The greatest commandment is this: “Love the Lord your God with all your heart, soul, mind, and strength.” Have you considered what that means? If you were entrusted with teaching that to someone who was utterly unfamiliar with Christian doctrine, how would you explain “love the lord your God with all your heart?”
“Love” is very vague in English particularly and in American culture especially. Love is thought of as emotive, transitive, and uncontrollable–cheapened into a reckless force of nature and expanded to encompass so many things as to mean nothing at all. Combine that with an abstract concept of God and the greatest commandment becomes the most meaningless commandment. How would you explain what this means?
The first three of the ten commandments are an exposition of the greatest commandment and Luther’s Small Catechism offers a simple set of explanations. “You shall have no other gods before me. What Does this mean? We should fear, love and trust God above all things.” We do not trust our 401k to save us; we do not trust the federal government to save us; we do not trust our things or people to fulfill us save us or give us meaning. We fear, love and trust God–alone.
Sometimes old catechisms and confessions are dismissed because they are just that, old. But was that really out of date? Do I need to rewrite that explanation because cell phones and the internet did not exist when this catechism was written? I think that explanation still fits quite nicely in today’s age and written so that a child could grasp it and a grandfather could still learn from it.

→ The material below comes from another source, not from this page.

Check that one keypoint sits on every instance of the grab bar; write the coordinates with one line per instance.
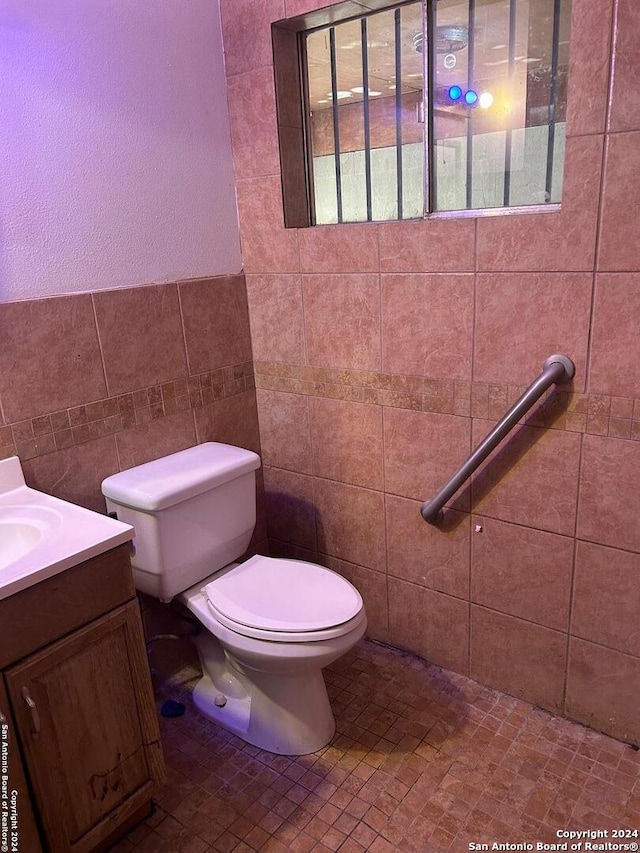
(557, 369)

What of the second commandment? “You shall not misuse the name of the Lord your God. What does this mean? We should fear and love God so that we do not curse, swear, use satanic arts, lie, or deceive by His name, but cal upon it in every trouble, pray, praise and give thanks.” I used to read the second commandment and think; “Ok, don’t cuss. That’s simple enough.” But look at the depth there is to be mined from this commandment. I would get into more of the scriptural reasons why this is not only brilliant writing but also entirely in line with biblical exposition, but I am saving some space to do that on Commandment Three. But I present a challenge, how many other places have you read so simple, concise and yet deep an explanation of the second commandment?

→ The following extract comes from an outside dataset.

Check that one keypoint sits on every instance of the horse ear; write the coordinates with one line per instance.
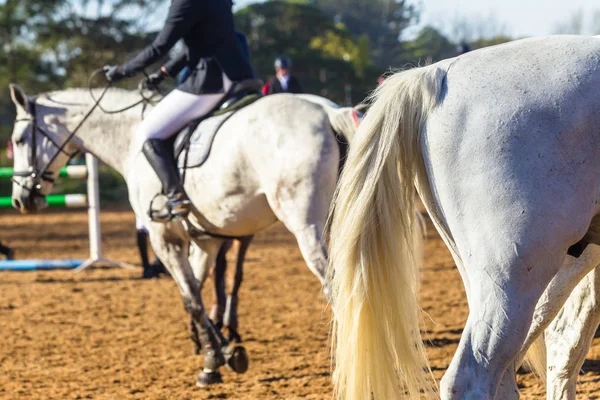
(20, 99)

The third commandment’s explanation used to trouble me. Luther writes “Remember the Sabbath day by keeping it holy. What does this mean? We should fear and love God so that we do not despise preaching and His Word, but hold it sacred and gladly hear and learn it.” To my ears, the good Doctor was pulling a lot of hot air out of thin air. There is nothing about preaching or God’s word in that commandment! Yet, there is nothing quite like getting schooled by a person who has been dead a few hundred years. You see, Luther wrote these explanations with a broad view of scripture, letting the whole Bible interpret the meaning of each text. In studying the Sabbath he considered all the passages pertaining to the Sabbath, such as Leviticus 23:3 that says, “…but on the seventh day is a Sabbath of solemn rest, a holy convocation.” Convocation means gathering together. And what would they do? Deuteronomy 5:15 says on the Sabbath “You shall remember you were a slave in the land of Egypt, and the Lord your God brought you out from there with a mighty hand and an outstretched arm, Therefore the Lord your God commanded you to keep the Sabbath day.” The Israelites would gather to remember their common salvation. I could go on about the brilliant exegetical work done to get to this explanation of the Sabbath, but the point is that this explanation cuts to the heart of the commandment in a way that is so simple yet so profound.

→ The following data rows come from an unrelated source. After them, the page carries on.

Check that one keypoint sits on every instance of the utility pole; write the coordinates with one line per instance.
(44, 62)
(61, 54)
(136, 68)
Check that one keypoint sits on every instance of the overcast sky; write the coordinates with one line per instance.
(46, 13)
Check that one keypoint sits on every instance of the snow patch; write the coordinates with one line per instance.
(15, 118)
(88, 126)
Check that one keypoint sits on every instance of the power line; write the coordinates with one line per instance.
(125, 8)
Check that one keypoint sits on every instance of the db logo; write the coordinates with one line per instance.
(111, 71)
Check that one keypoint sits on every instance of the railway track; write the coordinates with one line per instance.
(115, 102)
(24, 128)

I have done little here to explain the content of the Small Catechism, I will do some of that in the final article. What I am doing here is making the case that as a church we deprive ourselves of a wealth of wisdom and experience and genius level literature when we look with chronological snobbery at the creeds and confessions. For that reason alone, though I could give more, I would hesitate to replace the Small Catechism as a bedrock tool for discipling people in the faith.
*All LSC quotes are taken from Condordia Publishing House’s 2011 edition of Luther’s Small Catechism with Explanation.